He smiled. “Yeah, you always did have a temper.” Then he rubbed his cheek as if her slap was fresh.
“I’m...sorry about hitting you. I shouldn’t have.”
He shook his head. “Don’t worry about it. I’m sorry about a lot of things that we don’t have time to talk about at the moment.”
She nodded and maybe he was fooling himself, but Ryder thought her eyes looked clearer, less ready to spit ice or fire at him. That was good enough for now.
“Come on. We’ll look in the kitchen.” And that’s where they found June, a few minutes later, curled up under a table, completely hidden by a tablecloth that fell to the floor.
“Oh, thank God,” Angela whispered as she smiled at the sleeping child. “She looks so peaceful, while the rest of us are frantic.”
Ryder scooped the child up into his arms and she snuggled in close, sighing in her sleep. He missed this, he realized. Having a child in his arms, counting on him, needing him.
“Poor baby, she must be exhausted,” Angela said, leaning across him to smooth the child’s hair back gently.
Ryder turned to her, their faces just inches apart. His heart gave a hard thump as he looked into her beautiful eyes. He wanted her to believe him. Needed her to. “There was nothing but friendship between your mother and me, Angela.”
“I really want to trust you, Ryder,” she admitted. “But I need some time to think about all of this.”
It wasn’t a perfect response but it was better than he’d expected. “That’s fair,” he said, and took her hand briefly in his. “I can wait.”
At the touch of her hand, he felt a swell of protectiveness rise up inside him, along with something else that he really shouldn’t have been feeling.
“Come on,” he said abruptly, shattering whatever spell was building between them. “Let’s get her back to her parents.”
“Okay,” Angela said and gave him a soft smile.
For now, that was enough.
* * *
Liam stared at Chloe for a couple of silent seconds, trying to talk himself out of what he was about to do. She was a society woman, he reminded himself, just like the one he’d fallen for six years before. But even as that thought settled in, he had to admit that if he’d been stranded in a flood with Tessa, she’d have complained nonstop.
He couldn’t see her enjoying a picnic of cheese and crackers and warm wine on the floor in front of a gas fireplace. She’d have worried about her hair and her manicure and her makeup. She’d have had him running in six different directions trying to keep her happy. It shamed him now to remember that he had done just that for six long months. Until she’d tossed him aside for a richer, older man desperate for affection.

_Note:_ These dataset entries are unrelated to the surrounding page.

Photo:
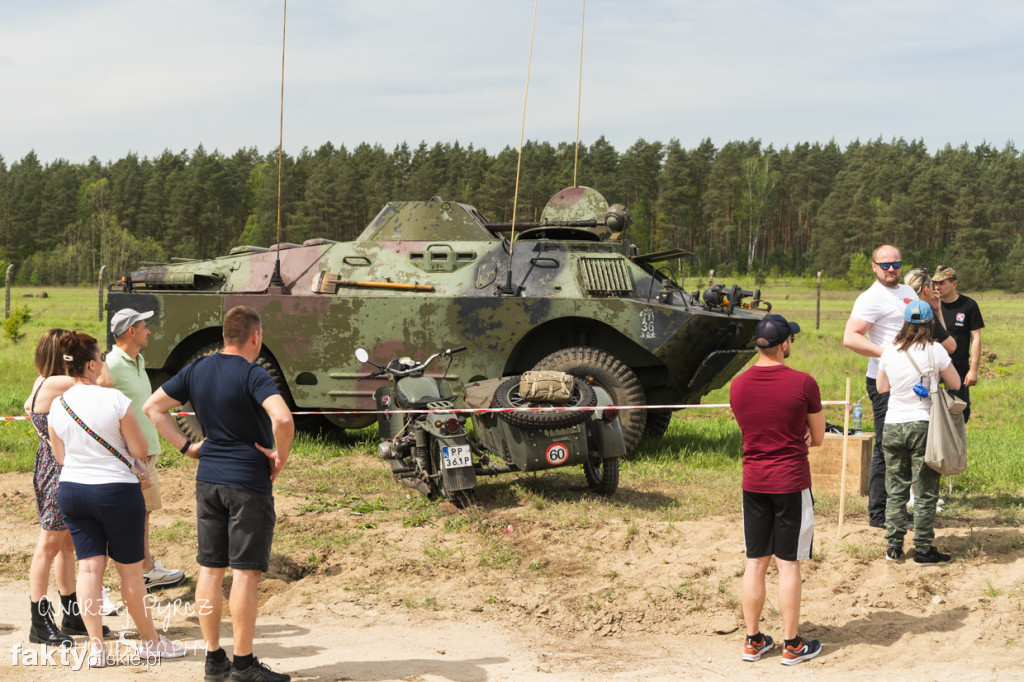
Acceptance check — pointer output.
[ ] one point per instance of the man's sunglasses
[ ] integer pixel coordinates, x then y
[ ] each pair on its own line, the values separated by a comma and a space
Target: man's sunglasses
895, 265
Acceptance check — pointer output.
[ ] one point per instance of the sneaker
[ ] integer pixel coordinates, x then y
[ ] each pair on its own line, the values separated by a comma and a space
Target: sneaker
753, 650
160, 577
97, 655
259, 673
217, 670
805, 649
931, 557
108, 607
162, 648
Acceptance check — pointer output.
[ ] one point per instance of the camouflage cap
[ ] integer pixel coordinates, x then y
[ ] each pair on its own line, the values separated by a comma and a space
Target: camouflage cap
773, 330
943, 272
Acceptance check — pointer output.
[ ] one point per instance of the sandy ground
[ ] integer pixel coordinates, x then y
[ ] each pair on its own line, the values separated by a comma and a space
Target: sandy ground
520, 598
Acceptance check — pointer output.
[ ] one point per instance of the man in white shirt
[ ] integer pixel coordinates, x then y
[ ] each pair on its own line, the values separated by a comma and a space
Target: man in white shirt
873, 323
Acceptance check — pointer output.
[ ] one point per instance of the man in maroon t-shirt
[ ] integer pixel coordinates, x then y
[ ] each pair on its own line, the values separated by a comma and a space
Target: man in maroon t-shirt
779, 414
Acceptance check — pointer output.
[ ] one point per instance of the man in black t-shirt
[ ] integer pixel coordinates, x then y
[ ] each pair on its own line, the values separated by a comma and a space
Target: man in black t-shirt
249, 432
964, 323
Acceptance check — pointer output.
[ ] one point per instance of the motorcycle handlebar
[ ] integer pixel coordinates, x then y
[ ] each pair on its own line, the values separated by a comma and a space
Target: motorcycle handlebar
419, 368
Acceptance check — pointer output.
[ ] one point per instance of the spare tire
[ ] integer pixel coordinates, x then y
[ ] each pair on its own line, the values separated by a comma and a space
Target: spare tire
508, 396
610, 374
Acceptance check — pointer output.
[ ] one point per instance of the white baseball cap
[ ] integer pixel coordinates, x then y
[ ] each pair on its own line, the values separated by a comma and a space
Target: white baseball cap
126, 317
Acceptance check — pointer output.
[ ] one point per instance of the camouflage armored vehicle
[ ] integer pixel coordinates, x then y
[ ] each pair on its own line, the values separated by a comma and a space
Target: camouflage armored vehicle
569, 293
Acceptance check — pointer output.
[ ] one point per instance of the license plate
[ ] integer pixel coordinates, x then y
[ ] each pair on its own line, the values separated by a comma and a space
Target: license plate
454, 457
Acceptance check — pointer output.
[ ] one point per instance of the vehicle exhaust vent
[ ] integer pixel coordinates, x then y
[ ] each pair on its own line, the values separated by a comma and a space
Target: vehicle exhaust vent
605, 276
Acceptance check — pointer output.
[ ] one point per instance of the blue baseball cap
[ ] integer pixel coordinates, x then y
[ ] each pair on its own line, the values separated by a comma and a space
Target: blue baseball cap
918, 312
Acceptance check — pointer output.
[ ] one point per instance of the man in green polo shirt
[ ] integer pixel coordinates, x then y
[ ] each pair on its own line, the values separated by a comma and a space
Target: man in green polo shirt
128, 371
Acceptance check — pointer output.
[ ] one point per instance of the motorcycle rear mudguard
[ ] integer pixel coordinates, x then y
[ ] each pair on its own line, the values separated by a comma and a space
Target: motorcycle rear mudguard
605, 437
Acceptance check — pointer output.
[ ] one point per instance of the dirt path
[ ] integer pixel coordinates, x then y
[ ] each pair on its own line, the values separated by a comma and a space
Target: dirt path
622, 600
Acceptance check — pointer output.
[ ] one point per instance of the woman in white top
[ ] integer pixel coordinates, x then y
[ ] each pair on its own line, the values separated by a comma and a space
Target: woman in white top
99, 495
906, 365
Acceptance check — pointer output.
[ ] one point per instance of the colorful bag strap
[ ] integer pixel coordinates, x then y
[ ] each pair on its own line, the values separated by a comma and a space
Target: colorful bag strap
95, 436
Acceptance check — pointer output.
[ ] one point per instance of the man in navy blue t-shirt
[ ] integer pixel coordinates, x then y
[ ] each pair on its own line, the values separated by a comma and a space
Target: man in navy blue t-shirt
243, 416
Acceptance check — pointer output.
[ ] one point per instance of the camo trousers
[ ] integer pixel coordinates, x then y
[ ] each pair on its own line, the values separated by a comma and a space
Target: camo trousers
903, 445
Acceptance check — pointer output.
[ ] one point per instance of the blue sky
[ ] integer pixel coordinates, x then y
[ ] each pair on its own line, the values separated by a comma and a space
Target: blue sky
109, 77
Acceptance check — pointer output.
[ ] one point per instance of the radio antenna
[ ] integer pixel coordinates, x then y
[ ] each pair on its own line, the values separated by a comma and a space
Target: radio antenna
275, 280
515, 197
576, 160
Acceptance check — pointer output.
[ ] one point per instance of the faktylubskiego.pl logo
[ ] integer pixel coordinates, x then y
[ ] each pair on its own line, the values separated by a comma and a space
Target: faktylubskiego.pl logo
119, 652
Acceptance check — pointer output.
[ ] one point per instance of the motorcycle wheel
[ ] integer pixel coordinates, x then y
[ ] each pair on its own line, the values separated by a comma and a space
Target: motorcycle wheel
610, 374
602, 474
507, 395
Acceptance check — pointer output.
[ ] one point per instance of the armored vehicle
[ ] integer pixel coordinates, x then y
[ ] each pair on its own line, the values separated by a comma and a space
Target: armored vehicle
568, 292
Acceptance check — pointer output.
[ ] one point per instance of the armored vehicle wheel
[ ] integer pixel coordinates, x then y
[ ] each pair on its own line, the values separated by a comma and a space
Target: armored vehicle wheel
602, 474
657, 423
507, 395
610, 374
188, 423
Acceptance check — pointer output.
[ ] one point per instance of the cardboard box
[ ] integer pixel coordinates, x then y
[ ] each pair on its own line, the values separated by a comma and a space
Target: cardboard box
826, 461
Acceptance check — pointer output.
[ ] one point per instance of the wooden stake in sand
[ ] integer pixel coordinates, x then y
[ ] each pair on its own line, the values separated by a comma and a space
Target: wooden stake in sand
842, 471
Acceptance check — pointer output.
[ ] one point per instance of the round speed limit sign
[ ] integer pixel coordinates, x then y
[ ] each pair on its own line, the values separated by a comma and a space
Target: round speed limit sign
557, 454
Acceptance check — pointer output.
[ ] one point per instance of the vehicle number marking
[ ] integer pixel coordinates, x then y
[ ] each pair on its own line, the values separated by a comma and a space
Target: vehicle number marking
454, 457
646, 324
557, 454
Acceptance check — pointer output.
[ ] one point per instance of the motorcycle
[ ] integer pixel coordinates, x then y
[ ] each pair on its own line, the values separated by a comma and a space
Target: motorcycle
427, 452
432, 453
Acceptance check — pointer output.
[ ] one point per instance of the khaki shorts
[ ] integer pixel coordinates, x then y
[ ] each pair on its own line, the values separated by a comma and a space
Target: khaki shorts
152, 494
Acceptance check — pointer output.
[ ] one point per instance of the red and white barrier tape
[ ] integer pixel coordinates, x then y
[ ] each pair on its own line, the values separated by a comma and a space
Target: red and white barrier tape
476, 411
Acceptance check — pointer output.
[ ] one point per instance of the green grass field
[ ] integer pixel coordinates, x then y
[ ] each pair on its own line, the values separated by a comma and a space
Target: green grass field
700, 453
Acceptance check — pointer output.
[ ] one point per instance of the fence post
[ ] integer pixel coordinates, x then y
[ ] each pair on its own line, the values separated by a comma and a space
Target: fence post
817, 317
6, 309
101, 270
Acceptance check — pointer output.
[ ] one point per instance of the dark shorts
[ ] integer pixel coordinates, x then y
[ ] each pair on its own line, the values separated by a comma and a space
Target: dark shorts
235, 526
105, 519
780, 524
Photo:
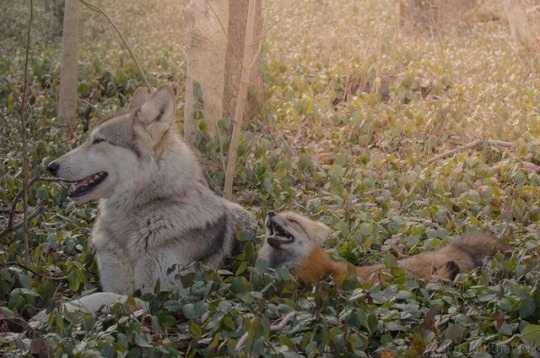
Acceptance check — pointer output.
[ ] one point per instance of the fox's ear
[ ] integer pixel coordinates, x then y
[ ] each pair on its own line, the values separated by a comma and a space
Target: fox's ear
159, 108
322, 231
139, 97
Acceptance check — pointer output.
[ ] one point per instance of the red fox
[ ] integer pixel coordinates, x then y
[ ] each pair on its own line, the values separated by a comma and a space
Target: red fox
294, 241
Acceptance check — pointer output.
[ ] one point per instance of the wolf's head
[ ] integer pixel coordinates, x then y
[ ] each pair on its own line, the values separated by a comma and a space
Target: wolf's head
290, 238
122, 150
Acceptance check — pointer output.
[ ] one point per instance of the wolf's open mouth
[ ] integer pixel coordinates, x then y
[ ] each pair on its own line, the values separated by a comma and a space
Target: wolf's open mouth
278, 235
86, 185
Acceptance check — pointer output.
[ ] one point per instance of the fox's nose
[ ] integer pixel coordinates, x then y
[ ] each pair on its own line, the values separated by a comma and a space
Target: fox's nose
53, 168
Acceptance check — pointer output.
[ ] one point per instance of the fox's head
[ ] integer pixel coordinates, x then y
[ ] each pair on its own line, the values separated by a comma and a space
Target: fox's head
290, 239
121, 150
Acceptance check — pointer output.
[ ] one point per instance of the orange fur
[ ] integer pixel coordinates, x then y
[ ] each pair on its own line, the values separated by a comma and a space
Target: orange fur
445, 263
295, 241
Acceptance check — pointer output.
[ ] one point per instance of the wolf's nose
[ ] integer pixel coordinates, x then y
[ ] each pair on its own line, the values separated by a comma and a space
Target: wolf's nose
53, 167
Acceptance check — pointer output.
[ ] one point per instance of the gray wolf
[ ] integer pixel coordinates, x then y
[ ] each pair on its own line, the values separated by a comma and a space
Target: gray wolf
156, 212
294, 241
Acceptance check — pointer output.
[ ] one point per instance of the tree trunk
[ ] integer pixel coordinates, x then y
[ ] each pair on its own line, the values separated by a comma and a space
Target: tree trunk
215, 49
238, 18
206, 21
67, 106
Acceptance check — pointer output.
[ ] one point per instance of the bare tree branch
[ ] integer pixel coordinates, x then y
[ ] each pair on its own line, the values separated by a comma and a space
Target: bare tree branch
102, 12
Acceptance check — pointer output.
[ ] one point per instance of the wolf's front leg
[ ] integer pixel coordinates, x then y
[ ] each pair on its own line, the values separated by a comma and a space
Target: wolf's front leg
115, 272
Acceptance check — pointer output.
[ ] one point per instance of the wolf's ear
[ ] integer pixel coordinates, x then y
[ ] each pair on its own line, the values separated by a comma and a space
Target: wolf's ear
159, 108
322, 231
139, 97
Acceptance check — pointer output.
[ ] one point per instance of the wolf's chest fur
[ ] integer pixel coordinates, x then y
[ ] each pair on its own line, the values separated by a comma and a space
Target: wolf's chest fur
157, 215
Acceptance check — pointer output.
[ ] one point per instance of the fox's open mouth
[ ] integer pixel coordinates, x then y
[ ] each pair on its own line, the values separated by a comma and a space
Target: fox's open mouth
86, 185
278, 235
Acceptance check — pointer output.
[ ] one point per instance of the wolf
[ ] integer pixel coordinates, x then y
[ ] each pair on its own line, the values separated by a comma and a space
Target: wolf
156, 213
294, 241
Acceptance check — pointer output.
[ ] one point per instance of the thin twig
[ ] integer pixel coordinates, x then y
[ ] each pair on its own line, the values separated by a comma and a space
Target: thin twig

Chloe wasn’t Tessa. She’d stood up through all of this. She hadn’t complained once. She’d laughed with him, given him the best damn sex of his life, and all in all had forced him to at least adjust his opinion on rich women. Well, this rich woman at any rate. That didn’t mean he was looking for anything permanent, though. He had a lot of work to do on his life before he even thought about having a woman or a family in it. And when it was time, he wouldn’t be looking at women like Chloe.
Because as much as she intrigued him, she came from a world so different from his, she might as well be from Mars. He wouldn’t be forgetting that again. For now though, for a brief hookup with no strings, Chloe Hemsworth was a man’s dream woman.
But she had as much chance of running a ranching camp as he did of playing the tuba with the local symphony. She was a stubborn woman though, so Liam thought the best way to convince her that this camp wouldn’t be an easy task was to show her just what ranching was like, up close and personal.
Forget the romance of the cowboy-cowgirl thing. He knew what she was thinking because her fantasies about the life had been built as a child. While Liam had grown up with the reality, Chloe thought of ranching and saw images of campfires, beautiful horses who never bit or kicked and cattle that followed her around like pet dogs.
What he had to do to end this idea was to show her what the real life was like. The sunup to sundown work. The dirt, the sweat, the bone-aching misery when you finally lay down to go to sleep. That should ease her back from this dream without him having to actually crush it himself.